SCADA applications (water, power, oil and gas) in SCADA systems - Time & Space Complexity
When working with SCADA systems, it is important to understand how the time to process data grows as more sensors or devices are added.
We want to know how the system's work changes when the number of monitored points increases.
Analyze the time complexity of the following SCADA data polling loop.
for sensor in sensors_list:
data = read_sensor(sensor)
process_data(data)
log_data(data)
if alert_condition(data):
send_alert(sensor, data)
This code polls each sensor, processes its data, logs it, and sends alerts if needed.
Look at what repeats as the system runs.
- Primary operation: Looping through each sensor in the list.
- How many times: Once for every sensor in the sensors_list.

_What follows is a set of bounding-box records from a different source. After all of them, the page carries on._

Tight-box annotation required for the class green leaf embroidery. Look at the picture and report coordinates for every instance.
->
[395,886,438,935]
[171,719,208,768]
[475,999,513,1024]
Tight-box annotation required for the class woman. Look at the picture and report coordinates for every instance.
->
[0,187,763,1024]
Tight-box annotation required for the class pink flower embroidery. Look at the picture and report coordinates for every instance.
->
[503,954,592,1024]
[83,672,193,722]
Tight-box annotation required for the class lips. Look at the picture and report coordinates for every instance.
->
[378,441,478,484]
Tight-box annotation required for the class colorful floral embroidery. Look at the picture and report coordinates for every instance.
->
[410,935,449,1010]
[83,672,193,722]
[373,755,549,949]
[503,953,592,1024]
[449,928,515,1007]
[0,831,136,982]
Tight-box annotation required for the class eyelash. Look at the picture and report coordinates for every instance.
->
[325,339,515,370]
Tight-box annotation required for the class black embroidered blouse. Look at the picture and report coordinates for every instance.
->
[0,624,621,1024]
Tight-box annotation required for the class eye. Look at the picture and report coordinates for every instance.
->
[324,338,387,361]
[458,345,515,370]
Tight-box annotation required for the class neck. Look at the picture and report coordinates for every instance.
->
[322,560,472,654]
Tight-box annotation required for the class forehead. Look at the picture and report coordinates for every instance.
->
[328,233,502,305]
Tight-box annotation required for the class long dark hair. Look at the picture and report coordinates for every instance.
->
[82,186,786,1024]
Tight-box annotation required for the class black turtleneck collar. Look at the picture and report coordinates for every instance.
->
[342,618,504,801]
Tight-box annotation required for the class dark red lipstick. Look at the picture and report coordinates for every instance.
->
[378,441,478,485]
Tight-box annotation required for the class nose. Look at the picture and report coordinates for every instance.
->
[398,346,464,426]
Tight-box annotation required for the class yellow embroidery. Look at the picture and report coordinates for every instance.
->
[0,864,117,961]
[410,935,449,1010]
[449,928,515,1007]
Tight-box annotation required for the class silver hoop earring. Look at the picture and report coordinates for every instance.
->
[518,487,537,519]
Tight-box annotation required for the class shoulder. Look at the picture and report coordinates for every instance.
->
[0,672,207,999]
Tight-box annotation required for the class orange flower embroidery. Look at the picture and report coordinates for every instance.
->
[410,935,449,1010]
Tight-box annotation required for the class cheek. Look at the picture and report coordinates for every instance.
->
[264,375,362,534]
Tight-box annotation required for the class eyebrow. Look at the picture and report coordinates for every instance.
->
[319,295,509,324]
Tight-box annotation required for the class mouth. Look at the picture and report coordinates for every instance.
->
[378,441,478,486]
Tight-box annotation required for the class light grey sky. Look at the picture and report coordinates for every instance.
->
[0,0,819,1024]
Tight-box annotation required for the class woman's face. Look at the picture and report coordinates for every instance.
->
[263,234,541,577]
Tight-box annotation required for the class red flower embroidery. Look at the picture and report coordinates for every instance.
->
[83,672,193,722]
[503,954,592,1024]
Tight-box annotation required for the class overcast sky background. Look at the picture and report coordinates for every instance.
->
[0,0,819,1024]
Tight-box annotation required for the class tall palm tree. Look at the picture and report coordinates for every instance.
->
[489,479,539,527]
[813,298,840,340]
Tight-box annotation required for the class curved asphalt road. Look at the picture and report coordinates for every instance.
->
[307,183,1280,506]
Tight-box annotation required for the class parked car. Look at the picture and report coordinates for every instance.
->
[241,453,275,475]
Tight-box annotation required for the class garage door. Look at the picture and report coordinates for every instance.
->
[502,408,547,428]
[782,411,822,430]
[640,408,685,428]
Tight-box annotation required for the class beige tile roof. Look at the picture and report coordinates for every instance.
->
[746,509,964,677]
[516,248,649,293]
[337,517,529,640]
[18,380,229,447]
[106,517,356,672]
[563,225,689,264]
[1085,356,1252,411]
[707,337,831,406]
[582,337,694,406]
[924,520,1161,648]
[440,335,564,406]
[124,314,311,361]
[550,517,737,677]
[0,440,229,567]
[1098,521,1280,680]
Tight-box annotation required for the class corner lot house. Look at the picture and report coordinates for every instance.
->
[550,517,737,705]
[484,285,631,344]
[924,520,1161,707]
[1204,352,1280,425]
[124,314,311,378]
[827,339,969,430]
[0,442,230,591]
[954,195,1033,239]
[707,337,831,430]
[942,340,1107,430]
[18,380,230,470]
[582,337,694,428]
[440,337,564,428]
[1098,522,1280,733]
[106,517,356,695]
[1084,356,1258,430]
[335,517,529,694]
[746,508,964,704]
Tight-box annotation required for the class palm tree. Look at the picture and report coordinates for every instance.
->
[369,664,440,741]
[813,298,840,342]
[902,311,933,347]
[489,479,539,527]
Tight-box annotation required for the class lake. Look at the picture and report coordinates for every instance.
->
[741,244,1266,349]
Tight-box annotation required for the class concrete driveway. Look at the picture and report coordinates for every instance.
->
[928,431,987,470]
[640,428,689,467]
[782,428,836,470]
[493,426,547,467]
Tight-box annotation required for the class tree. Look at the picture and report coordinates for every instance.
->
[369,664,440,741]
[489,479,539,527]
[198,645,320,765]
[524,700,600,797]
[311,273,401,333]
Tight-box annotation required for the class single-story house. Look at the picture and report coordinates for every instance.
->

As the number of sensors increases, the system does more work in a straight line.
| Input Size (n) | Approx. Operations |
|---|---|
| 10 | About 10 sensor reads and processes |
| 100 | About 100 sensor reads and processes |
| 1000 | About 1000 sensor reads and processes |
Pattern observation: The work grows evenly as more sensors are added.
Time Complexity: O(n)
This means the time to complete the polling grows directly with the number of sensors.
[X] Wrong: "Adding more sensors won't affect the polling time much because each sensor is quick to read."
[OK] Correct: Even if each read is fast, doing many reads adds up, so total time grows with sensor count.
Understanding how system work grows with input size helps you design and maintain SCADA systems that stay reliable as they scale.
What if we added parallel processing to read sensors simultaneously? How would the time complexity change?